What is a 10-K Filing? Definition, Formula, and Example
A 10-K is a comprehensive annual report every U.S. public company must file with the SEC, disclosing audited financials, risk factors, and management's discussion of the business in full detail.
10-K Filing: Plain-English Definition
A 10-K is the annual report every company listed on a U.S. exchange is legally required to file with the Securities and Exchange Commission. It's the single most detailed disclosure document a public company produces — far more thorough than the glossy annual report mailed to shareholders. A 10-K contains audited financial statements, a full risk-factors section, management's discussion and analysis (MD&A) of results, executive compensation summaries, legal proceedings, and details on business segments, competition, and supply chains. Every fact in a 10-K is filed under legal liability — misstatements expose executives to SEC enforcement and shareholder litigation, which is why 10-Ks are far more conservative and hedged in language than earnings-call commentary or press releases.
How It's Structured
The SEC mandates a standard format across four parts:
- Part I — Business description, risk factors, and legal proceedings.
- Part II — Selected financial data, MD&A, audited financial statements (income statement, balance sheet, cash flow statement, and footnotes), and disclosures about market risk.
- Part III — Executive compensation, ownership by directors/officers, and related-party transactions (often incorporated by reference from the annual proxy statement).
- Part IV — Exhibits, including material contracts.
Filing deadlines depend on company size: large accelerated filers (public float ≥ $700 million) have 60 days after fiscal year-end; accelerated filers ($75M-$700M) have 75 days; all others have 90 days.
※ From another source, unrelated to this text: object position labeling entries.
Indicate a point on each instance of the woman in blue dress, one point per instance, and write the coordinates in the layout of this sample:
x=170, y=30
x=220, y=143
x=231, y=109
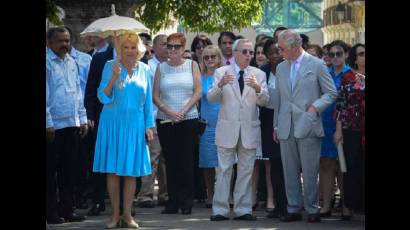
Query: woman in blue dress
x=125, y=125
x=208, y=157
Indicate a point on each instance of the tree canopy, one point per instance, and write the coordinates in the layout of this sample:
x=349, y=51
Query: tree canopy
x=205, y=16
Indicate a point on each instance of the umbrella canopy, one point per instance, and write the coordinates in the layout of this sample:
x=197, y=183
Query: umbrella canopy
x=105, y=27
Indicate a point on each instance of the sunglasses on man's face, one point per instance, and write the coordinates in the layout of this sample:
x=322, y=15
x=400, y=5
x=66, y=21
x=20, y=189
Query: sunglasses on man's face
x=207, y=57
x=333, y=54
x=176, y=46
x=361, y=54
x=246, y=51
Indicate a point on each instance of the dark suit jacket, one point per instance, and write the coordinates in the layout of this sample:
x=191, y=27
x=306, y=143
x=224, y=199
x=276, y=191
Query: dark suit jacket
x=91, y=102
x=269, y=147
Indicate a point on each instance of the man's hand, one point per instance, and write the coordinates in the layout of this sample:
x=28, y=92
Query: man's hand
x=83, y=130
x=149, y=135
x=50, y=134
x=337, y=137
x=91, y=124
x=227, y=78
x=312, y=109
x=252, y=82
x=275, y=136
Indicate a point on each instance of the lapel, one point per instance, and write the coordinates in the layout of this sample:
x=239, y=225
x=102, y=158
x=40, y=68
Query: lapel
x=235, y=84
x=301, y=70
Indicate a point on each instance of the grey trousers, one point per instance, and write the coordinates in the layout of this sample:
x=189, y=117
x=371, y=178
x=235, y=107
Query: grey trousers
x=301, y=156
x=148, y=182
x=242, y=192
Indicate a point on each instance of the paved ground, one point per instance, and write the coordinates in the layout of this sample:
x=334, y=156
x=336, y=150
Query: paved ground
x=199, y=219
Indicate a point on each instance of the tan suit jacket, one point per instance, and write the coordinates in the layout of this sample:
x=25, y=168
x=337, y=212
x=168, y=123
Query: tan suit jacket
x=238, y=114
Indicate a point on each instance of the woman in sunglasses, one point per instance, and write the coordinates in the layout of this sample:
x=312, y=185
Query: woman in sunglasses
x=177, y=89
x=208, y=158
x=328, y=162
x=350, y=130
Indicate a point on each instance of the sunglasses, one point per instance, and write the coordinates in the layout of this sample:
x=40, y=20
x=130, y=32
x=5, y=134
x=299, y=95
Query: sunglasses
x=361, y=54
x=207, y=57
x=333, y=54
x=199, y=47
x=176, y=46
x=246, y=51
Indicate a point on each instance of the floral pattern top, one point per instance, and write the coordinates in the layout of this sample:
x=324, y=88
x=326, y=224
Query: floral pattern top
x=350, y=104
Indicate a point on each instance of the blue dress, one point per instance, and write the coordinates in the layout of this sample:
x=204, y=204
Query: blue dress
x=121, y=147
x=329, y=124
x=208, y=157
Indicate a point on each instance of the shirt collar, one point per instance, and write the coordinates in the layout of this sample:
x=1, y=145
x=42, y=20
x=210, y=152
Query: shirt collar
x=299, y=59
x=54, y=56
x=237, y=69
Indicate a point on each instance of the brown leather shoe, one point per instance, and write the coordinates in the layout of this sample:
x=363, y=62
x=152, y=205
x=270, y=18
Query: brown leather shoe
x=313, y=218
x=288, y=217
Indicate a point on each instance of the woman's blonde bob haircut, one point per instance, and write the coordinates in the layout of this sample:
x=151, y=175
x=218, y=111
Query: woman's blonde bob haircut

Companies also file quarterly 10-Q filings between annual 10-Ks, which are unaudited and less detailed.
Worked Example: Apple's FY2024 10-K
AAPL filed its FY2024 10-K on October 31, 2024, for the fiscal year ended September 28, 2024. The filing disclosed total net sales of $391.04 billion and net income of $93.74 billion, with diluted EPS of $6.08. Buried in the risk-factors section — not in the earnings-call highlight reel — was language on China market softness, regulatory exposure from the EU Digital Markets Act, and antitrust litigation risk tied to Google's default-search payments to Apple (over $20 billion/year, a figure that only surfaces in filings and court exhibits, not investor-day slides). The segment tables also broke out Services revenue growth separately from hardware, letting analysts model Apple's margin mix shift toward high-margin subscription revenue — detail no press release provides at this granularity.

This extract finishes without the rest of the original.